A and B are playing a simultaneous moves game. A can choose either High or Low and B can choose either Near or Far. If A chooses High and B chooses Near, A receives 5 and B receives 5. If A chooses High and B chooses Far A receives 3 and B receives 7. If A chooses Low and B chooses Near A receives 7 and B receives 3. If A chooses Low and B chooses Far, both receive 2.
(a) Write out a table representing each player¡¦s strategies and payoffs.
(c)What is/are the Nash equilibrium of this game?

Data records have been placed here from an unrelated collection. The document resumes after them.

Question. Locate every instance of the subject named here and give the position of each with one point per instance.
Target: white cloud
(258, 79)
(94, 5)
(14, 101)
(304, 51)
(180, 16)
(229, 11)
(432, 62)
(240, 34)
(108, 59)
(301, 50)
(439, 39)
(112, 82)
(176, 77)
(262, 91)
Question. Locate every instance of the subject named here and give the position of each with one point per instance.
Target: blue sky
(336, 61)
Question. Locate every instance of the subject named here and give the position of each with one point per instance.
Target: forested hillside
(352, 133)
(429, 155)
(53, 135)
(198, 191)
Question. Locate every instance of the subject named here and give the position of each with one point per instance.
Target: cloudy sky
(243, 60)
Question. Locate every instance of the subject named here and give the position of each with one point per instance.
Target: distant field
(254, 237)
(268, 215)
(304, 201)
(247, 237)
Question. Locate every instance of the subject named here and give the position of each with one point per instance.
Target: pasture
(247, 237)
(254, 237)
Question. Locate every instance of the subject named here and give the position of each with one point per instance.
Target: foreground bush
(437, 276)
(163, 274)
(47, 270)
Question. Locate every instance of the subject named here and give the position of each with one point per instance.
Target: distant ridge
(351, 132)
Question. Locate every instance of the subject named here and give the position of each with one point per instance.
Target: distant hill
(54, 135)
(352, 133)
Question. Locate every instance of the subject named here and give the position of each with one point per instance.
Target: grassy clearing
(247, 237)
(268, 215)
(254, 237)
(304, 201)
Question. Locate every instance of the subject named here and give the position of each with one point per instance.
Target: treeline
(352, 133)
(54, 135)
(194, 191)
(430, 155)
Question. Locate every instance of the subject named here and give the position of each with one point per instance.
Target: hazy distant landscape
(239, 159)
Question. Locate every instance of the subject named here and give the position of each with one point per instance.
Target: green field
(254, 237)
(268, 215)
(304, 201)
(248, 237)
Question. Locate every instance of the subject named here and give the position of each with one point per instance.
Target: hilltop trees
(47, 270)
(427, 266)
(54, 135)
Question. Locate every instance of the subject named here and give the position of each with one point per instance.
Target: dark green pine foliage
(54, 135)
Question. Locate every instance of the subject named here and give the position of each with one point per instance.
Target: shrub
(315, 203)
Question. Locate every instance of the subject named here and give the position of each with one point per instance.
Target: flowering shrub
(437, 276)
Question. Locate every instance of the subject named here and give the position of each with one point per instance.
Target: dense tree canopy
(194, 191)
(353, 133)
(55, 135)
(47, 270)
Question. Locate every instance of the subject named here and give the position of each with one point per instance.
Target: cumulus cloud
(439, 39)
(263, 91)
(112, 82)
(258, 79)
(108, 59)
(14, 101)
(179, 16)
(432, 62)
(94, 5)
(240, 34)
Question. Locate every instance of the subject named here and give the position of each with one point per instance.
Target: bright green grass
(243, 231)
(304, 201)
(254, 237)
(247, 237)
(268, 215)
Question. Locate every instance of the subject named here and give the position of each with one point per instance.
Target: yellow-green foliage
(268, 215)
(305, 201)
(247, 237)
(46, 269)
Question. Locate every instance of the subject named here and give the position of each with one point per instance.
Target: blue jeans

(a) The table representing each player's strategies and payoffs can be written as follows:
| | Near | Far |
|-------|--------|--------|
| High | (5, 5) | (3, 7) |
| Low | (7, 3) | (2, 2) |
In this table, the first value represents the payoff of Player A, and the second value represents the payoff of Player B.
(c) To find the Nash equilibrium of this game, we need to find a strategy profile where neither player has an incentive to unilaterally deviate from their chosen strategy.
Looking at the table, we can see that (High, Near) is a Nash equilibrium because neither player can improve their payoff by deviating. If A switches to Low, they would receive a lower payoff of 7 instead of 5. If B switches to Far, they would receive a lower payoff of 7 instead of 5.
Similarly, (Low, Far) is also a Nash equilibrium because neither player can improve their payoff by deviating. If A switches to High, they would receive a lower payoff of 3 instead of 2. If B switches to Near, they would receive a lower payoff of 3 instead of 2.
Therefore, the Nash equilibria of this game are (High, Near) and (Low, Far).